When talking about web design trends, one thing that readily comes to mind is the suggestion that they are, by nature, temporary. It’s true that such trends come and go in the world of web design. A web design trend could make a big splash—like the hit counters button did—and be everywhere one day, then be consigned to the dustbin a short while later.
It’s hardly surprising that no one uses the hit counters button anymore. Not only has it proven to be ineffective at tracking the number of your visitors accurately, but it has also become a source of shame for websites when it shows a pathetic number of people visiting them.
Then again, while the hit counters button has long faded away, many web design trends are still in wide use today years after they have first made an impact. From the looks of things, these trends are going to last forever, and that any web designer worth his or her salt would do well to incorporate these timeless trends in their work.
Take a look at some of the more newly-designed websites now, and you will see that many of them use plenty of empty or white space.
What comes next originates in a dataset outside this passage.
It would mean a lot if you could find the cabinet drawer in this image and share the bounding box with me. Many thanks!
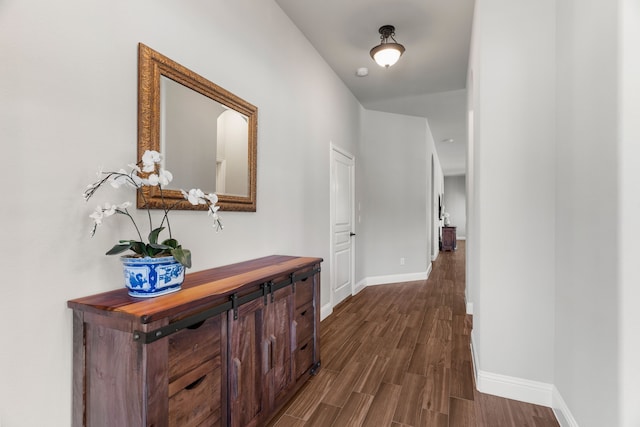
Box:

A relatively recent web design trend, the use of more whitespace gives other elements of a website’s design more breathing room, and people seem to like it. After all, there is no need for them to see everything about the business crammed in one page. Plenty of whitespace should give them breathing room as well, as they would be more interested in exploring the website in the future than getting everything in one go.
Simplicity and intuitiveness
It is but normal for web designers to do their best to come up with elaborate and incredibly gorgeous work. Simplicity, however, will always win people over better. For one, a simple design typically makes a website easier to explore. For another, a website that carries a simple design looks better, since there would be fewer distracting design elements and business information.
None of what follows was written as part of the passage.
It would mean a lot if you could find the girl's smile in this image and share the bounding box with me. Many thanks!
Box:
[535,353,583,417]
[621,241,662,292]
Beautiful web design is good, but making site navigation better with simpler web design is more important. Getting people to spend some time on your site and eventually becoming leads, then conversions, is the primary goal after all.
You also need to keep in mind that the people who visit your site have varying skills and comfort levels when it comes to exploring it. If you put in bells and whistles in your design that only more Internet-savvy users will find easy to understand, you risk alienating visitors who have no idea what any of those fancy buttons and icons mean. You need to be more intuitive when it comes to designing your website so that everyone can use it comfortably. All important sections of the website must have clear labels, the processes should be more streamlined, and the interface should be well-organized.
Text that’s easy on the eyes
It’s understandable that web designers love to play with fonts, especially when a lot of new font designs are being churned out every year. Still, nothing should trump readability when it comes to font use. A web designer can use the coolest and trendiest fonts out there, and the page will look impressive, but what will impress people more is the idea that they can actually read with ease the written content on your page.
To ensure the legibility of your content, the fonts you use should be of a type and size that’s easy on the eyes. It’s also important that the font be readable on both desktop and mobile. You can also improve readability by employing bulleted or numbered lists to break up your content.
Highly-readable text is good, but fantastic images—striking photographs to be specific—are even better when it comes to drawing the attention of visitors. As the cliché goes, a picture paints a thousand words, and people will be more likely to spend more time exploring the site and taking in the beautiful images. The pictures could be of the products and services offered by the website, and visitors will still appreciate them because of the exquisite photography. Web design trends come and go, but big, high-quality photographs are here to stay.
Compared to the other trends mentioned above, responsive web design is practically a newborn baby. However, with the way things are going, responsiveness is the one web design trend that will last forever and beyond, or for as long as mobile devices exist. Smartphones and tablets, after all, aren’t likely to be going anywhere anytime soon.
There’s also the fact that there are now more mobile users than desktop users, and the gap just keeps on increasing with each passing day. With the number of mobile users growing by leaps and bounds, it’s safe to say that responsive design is only going to get bigger and more important in the foreseeable future.
That future already began with Google’s roll-out this year of the Mobile-First Index. With Google basing its rankings and search listings on the mobile versions of websites, responsive sites are now in a better position to get ranked better. Pretty soon, all webmasters will go for responsive web design, and it will be a web design trend that has the potential to be the longest-lasting of them all as long as Google keeps the Mobile-First Index in place.
Everyone loves a site that loads fast, especially your visitors. Your website loading speed affect the UX significantly. This is why you need to make sure that your site is literary on toes in terms of speed. Website speed is one of the major factors of ranking high in Google search results as Google prefers to show a fast loading website to their users. Thus, keep improving your website speed is not just a trend, it is a compulsory task all the time.
If you take a look at the history of web design, you will see that so many web design trends have already joined the hit counters button in oblivion. A number of the ones that have surfaced this year may also be gone by next year. The ones listed above, however, have the potential to be of use to generations of future web designers. These web design trends had worked well when they were first introduced and will continue to work well long after the people who started them are gone.